PCI May Use Legal Action To Fight Credit-Score Study

By Michael Ha

NU Online News Service, July 1, 3:25 p.m. EDT?A national insurers' trade group threatened to sue regulators to block a multi-state study of the carriers' use of credit background to rate customers.[@@]

The group Property Casualty Insurers Association of America expressed its willingness to take legal steps, if needed, to stop the data calls regulators are sending out to insurers to gather information for this study.

In its announcement at a morning conference call, PCI did not say when it might go to court, but it noted that the time for dialogues with regulators may run out soon, since the closing date for insurers to turn in their data is next month.

The deadline for participating states to turn in the data to the Missouri Insurance Department, which is spearheading the multi-state effort, is Aug. 20. The states currently participating in the study are: Indiana, Louisiana, Maryland, Missouri, Montana, Nevada, Oregon and Washington.

"We will say this: As time goes on and the deadlines for the data calls get closer, we will have to further analyze all of our options, including a potential legal action," commented Robert Zeman, senior vice president for the Des Plaines, Ill-based PCI.

In today's conference call, PCI representatives also answered recent criticism over their attack on the study made by the consumer advocacy group, Center for Economic Justice, Austin, Texas.

This week, the Center's executive director, Birny Birnbaum, offered a written statement blistering PCI and the National Association of Mutual Insurance Companies in Indianapolis for the way the groups have been portraying the credit-scoring study's data call as potentially illegal.

"We know that insurers' use of credit scoring will come to an end when we see the insurance industry resort to such desperate tactics to defend their use of credit scoring," Mr.

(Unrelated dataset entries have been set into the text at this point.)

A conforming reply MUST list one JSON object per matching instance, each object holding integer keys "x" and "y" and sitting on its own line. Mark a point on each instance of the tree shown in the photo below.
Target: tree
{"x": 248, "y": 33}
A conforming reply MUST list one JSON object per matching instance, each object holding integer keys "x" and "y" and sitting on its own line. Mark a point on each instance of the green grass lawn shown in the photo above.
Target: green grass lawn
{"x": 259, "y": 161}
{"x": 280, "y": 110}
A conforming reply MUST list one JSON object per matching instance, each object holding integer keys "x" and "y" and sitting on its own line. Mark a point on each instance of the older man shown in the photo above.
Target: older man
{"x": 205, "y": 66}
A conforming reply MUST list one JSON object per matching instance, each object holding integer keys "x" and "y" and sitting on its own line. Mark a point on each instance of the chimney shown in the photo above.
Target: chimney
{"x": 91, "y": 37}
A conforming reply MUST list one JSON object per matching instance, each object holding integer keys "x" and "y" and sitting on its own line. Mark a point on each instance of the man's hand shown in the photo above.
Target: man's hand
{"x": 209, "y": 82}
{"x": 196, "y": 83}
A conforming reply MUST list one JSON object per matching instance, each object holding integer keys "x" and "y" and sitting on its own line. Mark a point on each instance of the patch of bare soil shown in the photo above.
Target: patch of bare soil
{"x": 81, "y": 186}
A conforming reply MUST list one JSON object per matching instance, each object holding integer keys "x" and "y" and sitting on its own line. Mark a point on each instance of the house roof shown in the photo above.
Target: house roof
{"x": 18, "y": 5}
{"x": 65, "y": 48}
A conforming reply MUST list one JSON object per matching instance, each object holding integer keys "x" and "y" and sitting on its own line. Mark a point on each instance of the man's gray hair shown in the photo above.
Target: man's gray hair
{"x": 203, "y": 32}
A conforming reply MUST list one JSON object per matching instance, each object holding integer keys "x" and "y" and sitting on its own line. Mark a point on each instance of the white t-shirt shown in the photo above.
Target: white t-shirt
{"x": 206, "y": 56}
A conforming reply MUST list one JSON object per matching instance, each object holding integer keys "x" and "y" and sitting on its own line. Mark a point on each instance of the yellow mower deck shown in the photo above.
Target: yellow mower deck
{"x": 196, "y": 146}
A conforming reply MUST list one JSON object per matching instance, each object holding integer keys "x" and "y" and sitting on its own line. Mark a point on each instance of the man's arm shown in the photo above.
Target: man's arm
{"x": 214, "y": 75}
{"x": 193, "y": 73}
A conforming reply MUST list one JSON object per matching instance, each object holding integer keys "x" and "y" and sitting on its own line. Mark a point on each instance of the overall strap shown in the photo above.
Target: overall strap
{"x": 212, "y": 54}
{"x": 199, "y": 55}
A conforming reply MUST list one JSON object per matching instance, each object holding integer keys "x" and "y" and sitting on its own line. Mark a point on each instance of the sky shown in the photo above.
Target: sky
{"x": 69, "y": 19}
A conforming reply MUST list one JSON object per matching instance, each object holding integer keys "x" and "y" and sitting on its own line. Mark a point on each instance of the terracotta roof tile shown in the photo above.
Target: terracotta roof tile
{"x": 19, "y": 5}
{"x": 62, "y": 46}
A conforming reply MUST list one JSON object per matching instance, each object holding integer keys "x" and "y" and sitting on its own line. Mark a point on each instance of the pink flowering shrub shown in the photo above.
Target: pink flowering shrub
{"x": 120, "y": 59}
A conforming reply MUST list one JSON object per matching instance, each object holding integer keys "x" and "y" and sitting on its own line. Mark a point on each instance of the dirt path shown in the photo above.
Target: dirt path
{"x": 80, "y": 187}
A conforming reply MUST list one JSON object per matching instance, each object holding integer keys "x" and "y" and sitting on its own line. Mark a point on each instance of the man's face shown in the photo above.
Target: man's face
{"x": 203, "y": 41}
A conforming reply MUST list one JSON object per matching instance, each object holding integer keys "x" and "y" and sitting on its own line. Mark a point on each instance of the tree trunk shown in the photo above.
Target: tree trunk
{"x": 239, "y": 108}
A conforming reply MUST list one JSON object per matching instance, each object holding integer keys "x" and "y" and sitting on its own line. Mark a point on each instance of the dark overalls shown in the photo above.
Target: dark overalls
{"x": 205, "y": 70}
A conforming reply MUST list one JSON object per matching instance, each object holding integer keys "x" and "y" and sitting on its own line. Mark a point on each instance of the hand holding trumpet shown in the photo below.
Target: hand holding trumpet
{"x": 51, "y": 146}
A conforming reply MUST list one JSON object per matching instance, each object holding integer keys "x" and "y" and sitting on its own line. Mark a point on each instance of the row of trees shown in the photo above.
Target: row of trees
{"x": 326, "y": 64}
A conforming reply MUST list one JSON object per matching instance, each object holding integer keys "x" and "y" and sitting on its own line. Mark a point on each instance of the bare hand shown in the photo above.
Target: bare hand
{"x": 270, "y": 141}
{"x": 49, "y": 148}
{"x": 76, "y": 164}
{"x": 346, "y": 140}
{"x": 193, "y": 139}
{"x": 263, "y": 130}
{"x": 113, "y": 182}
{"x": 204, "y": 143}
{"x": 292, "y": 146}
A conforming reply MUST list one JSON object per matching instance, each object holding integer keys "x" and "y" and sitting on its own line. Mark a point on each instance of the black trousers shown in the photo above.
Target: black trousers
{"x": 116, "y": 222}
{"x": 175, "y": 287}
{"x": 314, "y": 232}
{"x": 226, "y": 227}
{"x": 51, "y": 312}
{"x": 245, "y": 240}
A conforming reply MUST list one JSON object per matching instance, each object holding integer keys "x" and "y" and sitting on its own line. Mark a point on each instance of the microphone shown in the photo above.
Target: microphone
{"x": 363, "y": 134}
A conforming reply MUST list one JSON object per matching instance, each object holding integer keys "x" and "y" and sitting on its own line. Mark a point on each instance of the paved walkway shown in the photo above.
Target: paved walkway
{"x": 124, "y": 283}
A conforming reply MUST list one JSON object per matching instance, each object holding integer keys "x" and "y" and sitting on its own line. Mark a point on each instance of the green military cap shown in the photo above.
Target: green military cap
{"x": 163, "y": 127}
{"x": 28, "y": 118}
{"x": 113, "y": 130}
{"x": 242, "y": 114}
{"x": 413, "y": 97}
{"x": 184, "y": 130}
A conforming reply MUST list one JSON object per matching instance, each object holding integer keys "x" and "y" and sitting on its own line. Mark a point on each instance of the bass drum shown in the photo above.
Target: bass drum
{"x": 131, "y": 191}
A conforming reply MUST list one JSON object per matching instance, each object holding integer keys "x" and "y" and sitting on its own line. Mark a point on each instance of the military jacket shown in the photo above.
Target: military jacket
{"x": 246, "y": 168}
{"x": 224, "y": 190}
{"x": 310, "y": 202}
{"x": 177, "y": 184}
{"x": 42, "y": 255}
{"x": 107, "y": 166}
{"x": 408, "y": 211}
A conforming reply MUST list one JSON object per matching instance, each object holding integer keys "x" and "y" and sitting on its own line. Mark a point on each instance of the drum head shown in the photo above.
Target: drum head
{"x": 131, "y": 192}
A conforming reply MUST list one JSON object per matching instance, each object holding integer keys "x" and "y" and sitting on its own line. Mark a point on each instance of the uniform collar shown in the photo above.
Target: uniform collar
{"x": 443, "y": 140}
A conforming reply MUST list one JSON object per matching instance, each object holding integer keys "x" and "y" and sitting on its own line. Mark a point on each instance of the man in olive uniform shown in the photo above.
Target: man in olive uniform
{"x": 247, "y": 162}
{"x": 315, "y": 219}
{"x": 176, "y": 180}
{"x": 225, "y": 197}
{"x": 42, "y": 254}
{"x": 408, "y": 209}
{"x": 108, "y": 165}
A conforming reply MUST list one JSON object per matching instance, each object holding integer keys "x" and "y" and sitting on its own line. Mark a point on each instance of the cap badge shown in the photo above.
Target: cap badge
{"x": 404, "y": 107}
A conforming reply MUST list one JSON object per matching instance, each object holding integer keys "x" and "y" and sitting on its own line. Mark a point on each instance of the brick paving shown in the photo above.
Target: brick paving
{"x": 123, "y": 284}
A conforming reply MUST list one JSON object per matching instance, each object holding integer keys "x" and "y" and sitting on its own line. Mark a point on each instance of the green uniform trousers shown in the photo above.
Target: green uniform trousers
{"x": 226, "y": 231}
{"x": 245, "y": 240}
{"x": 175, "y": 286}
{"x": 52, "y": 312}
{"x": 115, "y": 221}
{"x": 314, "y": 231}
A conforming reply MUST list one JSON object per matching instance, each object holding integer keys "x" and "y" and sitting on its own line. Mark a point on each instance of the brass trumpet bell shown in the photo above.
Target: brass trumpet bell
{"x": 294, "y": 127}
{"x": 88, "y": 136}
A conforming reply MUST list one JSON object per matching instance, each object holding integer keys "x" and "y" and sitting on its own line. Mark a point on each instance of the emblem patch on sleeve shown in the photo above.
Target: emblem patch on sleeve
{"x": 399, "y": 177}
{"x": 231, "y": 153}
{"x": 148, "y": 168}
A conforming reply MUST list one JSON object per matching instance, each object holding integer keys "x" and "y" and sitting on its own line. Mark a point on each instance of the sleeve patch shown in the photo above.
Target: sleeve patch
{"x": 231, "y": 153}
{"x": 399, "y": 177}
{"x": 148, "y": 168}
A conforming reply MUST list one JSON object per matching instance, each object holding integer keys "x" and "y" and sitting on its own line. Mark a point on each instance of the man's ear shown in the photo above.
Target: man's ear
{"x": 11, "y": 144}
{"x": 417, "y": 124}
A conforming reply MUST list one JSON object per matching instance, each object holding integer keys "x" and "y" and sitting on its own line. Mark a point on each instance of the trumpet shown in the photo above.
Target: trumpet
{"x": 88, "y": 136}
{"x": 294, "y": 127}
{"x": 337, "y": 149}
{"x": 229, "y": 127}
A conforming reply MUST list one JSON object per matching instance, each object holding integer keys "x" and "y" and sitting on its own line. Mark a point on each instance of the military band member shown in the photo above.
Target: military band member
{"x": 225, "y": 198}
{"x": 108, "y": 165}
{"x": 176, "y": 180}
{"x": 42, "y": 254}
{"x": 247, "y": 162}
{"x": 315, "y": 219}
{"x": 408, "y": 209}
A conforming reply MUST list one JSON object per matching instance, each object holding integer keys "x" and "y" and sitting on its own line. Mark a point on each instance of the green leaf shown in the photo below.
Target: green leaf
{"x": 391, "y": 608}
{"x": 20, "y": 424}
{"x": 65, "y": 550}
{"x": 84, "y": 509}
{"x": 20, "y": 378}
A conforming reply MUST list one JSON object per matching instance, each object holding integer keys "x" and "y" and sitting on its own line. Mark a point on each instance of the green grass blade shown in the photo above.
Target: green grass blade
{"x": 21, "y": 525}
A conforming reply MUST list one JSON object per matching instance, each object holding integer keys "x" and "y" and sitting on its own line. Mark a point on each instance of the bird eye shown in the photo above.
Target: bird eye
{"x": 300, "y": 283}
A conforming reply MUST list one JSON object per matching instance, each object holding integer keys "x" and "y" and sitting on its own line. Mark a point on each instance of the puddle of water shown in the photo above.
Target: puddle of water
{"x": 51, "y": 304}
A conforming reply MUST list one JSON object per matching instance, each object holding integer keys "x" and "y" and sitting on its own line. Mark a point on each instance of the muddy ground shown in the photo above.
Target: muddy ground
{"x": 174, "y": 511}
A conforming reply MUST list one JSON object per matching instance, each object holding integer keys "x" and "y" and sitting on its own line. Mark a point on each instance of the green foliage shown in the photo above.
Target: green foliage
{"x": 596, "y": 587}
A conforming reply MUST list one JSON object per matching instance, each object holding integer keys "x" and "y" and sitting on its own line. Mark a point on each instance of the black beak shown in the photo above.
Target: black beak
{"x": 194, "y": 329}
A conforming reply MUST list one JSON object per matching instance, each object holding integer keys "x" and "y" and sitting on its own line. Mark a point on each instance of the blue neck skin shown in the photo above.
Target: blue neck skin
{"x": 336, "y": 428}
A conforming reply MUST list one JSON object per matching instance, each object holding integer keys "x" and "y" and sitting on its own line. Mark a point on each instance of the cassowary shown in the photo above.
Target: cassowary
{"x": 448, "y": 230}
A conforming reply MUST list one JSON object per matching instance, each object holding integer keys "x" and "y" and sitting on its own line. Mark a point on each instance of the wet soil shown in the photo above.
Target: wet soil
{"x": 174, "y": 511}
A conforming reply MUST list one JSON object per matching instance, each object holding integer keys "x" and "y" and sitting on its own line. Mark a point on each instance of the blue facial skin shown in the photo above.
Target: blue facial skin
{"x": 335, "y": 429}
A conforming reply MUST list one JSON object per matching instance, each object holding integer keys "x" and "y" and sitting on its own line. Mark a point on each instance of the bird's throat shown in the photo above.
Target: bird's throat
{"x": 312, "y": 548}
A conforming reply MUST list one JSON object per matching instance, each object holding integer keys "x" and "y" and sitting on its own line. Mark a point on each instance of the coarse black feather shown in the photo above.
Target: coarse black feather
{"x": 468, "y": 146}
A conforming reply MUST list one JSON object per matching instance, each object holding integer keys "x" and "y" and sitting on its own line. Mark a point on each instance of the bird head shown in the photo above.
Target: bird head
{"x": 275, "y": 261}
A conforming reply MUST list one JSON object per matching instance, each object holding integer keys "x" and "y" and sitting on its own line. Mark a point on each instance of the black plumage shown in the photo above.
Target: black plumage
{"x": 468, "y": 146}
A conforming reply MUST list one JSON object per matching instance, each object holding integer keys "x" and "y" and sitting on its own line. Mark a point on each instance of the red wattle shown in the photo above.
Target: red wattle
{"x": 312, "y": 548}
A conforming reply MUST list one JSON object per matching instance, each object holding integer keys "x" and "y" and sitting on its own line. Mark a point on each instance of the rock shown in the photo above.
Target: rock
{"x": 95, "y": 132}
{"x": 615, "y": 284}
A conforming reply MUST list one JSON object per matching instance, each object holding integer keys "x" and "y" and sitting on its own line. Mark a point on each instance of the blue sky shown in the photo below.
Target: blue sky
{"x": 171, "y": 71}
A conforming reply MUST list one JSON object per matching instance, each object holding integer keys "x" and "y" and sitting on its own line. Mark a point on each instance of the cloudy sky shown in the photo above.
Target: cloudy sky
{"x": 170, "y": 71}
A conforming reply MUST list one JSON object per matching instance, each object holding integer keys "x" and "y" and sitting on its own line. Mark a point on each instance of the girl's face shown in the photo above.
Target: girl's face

Birnbaum stated.

He added, "If you can't win on the merits, then you demonize the other side, misinform the debate and contradict yourself every time you say something. The industry can't win the credit-scoring debate on the merits, so it must resort to these other tactics."

But PCI maintains that its concerns are legitimate. According to PCI, most state regulators participating in the credit-scoring study are sending data calls to insurers under their market-conduct examination law and such action falls outside insurance departments' legal authority.

The PCI and NAMIC letter sent last month to regulators involved in the credit-scoring study, argued that market-conduct examination law should only be used to determine compliance with existing laws, not for developing new laws or for public-policy research.

"We have major concerns about the data call from a legal as well as a public policy perspective," PCI's Mr. Zeman said today. "As we view the data call, it's not being necessarily conducted with a view toward gauging compliance with existing laws," he continued. "Its use of the examination authority is a bit of fishing expedition, frankly, for a broader study which is really not authorized as we see it.

"This issue has been well settled by state legislatures, and there are some commissioners who are perhaps less willing to accept the result from state legislatures," Mr. Zeman said.